Aerodynamische Trailer sparen viel CO2
Lange war aerodynamische Optimierung Sport- und Rennwagen vorbehalten. Angesichts immer strengerer CO2-Vorgaben und eines wachsenden Kostendrucks im Transportgewerbe entdecken nun auch Lkw-Bauer und Logistikmanager das Thema für sich.
Vom legendären Enzo Ferrari ist der Satz überliefert „Aerodynamik ist etwas für Leute, die keine Motoren bauen können“. Diesem Diktum folgend, spielte Aerodynamik bei der Konstruktion von Alltags-Pkw lange keine große Rolle. Und bei Lkw und Kleintransportern – im Volksmund nicht von ungefähr „Kastenwagen“ genannt – schon gar nicht.
Seit einer Weile aber haben Lkw-Bauer das Thema für sich entdeckt. Ein einzelner, im Fernverkehr eingesetzter 40-t-Lastzug verbraucht bei einer Jahresfahrleistung von 100 000 km im Mittel 30 000 l Diesel und emittiert dabei 786 kg CO2 pro Jahr.

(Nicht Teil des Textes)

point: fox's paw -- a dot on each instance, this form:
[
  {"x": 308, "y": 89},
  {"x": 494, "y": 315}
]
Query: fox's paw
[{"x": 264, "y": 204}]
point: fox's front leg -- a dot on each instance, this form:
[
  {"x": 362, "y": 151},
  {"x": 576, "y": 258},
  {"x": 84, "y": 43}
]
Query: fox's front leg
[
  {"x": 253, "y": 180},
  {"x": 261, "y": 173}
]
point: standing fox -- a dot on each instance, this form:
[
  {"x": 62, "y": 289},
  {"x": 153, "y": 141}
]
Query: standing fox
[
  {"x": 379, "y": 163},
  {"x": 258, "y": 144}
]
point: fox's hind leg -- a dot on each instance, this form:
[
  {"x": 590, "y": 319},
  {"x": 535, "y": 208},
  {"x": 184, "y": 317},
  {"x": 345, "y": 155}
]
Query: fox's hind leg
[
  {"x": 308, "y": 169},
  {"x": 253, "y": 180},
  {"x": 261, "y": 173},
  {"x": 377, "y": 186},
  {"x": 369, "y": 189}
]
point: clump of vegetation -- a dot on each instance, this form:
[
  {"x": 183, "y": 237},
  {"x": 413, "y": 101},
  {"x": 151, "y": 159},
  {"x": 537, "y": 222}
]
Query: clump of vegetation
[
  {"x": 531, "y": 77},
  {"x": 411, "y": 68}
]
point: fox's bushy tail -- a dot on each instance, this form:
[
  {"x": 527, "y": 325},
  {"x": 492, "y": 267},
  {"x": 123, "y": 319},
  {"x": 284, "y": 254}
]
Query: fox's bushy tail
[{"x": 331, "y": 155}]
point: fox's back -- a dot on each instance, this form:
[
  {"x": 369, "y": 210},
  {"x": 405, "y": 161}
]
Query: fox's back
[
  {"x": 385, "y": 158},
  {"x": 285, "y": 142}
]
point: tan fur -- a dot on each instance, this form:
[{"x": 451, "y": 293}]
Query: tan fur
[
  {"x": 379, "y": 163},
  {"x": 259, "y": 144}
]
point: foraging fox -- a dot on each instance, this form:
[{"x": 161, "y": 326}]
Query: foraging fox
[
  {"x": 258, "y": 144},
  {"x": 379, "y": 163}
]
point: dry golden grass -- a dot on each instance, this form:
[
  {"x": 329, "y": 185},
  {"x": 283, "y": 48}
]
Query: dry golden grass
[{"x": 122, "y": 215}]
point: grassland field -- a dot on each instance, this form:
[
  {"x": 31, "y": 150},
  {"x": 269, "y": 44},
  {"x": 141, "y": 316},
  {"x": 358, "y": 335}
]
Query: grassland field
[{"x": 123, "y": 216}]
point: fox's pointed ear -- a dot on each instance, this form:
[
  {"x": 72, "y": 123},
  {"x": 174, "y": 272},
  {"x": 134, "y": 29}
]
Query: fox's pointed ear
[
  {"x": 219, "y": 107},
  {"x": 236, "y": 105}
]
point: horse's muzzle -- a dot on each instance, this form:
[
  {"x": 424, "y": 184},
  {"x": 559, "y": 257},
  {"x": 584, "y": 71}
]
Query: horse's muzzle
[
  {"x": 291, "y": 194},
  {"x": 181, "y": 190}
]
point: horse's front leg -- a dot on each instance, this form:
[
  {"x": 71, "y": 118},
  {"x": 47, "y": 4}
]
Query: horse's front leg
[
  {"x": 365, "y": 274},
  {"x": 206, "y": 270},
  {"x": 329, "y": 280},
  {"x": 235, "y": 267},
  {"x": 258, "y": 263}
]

Fahrzeughersteller und Zulieferer bemühen sich redlich, Verbrauch und CO2-Ausstoß zu senken, stoßen hier jedoch – anders als beim Pkw – früh an ihre Grenzen. Der Grund: Von den klassischen Stellschrauben zur Verbrauchsreduzierung – Optimierung von Motor und Antriebsstrang, Senkung des Fahrzeuggewichts und Verbesserung der Aerodynamik – scheiden die beiden letztgenannten Maßnahmen beim Lkw praktisch aus.
Senkt man das Leergewicht von Zugmaschine und Anhänger, freut sich zwar der Spediteur über das Plus an Nutzlast. Das zulässige Gesamtgewicht (und somit die motorisch zu bewegende Masse) bleibt jedoch unverändert. Und ein quaderförmiges Fahrzeug kann nicht ohne Abstriche beim Nutzwert strömungsoptimiert werden. Oder etwa doch?
Der britische Aufbautenhersteller Don-Bur Bodies & Trailers aus Stoke-on-Trent ist davon überzeugt. Er praktiziert es in seinem „Teardrop“-Anhänger und verspricht bis zu 15 % Kraftstoff- und CO2-Einsparung. Der Name Teardrop (engl. für „Träne“) bezeichnet das tropfenförmige Hänger-Design: Durch die nach hinten absinkende Dachkante wird er strömungsgünstiger als das quaderförmige Pendant. Der Logistikriese DHL setzt in England mehr als 1100 Teardrop-Trailer ein.
Seit kurzem pendelt auch in Deutschland ein einachsiger 18 t-Teardrop-Auflieger mit 88 m3 Nutzlast, gezogen von einem Mercedes-Benz Actros, für das DHL-Partnerunternehmen Activ Cars zwischen Hamburg und dem Airbus-Werk in Toulouse.
Zur Zufriedenheit des Kunden: Die auf die Bedürfnisse des Flugzeugbauers maßgeschneiderte Trailerlösung trage dazu bei, „umweltfreundliche Fahrzeuge und neue Technologien einzusetzen, um den Straßentransport grüner zu machen“, hofft Christoph Boré. Leiter Transport Stückgut bei Airbus.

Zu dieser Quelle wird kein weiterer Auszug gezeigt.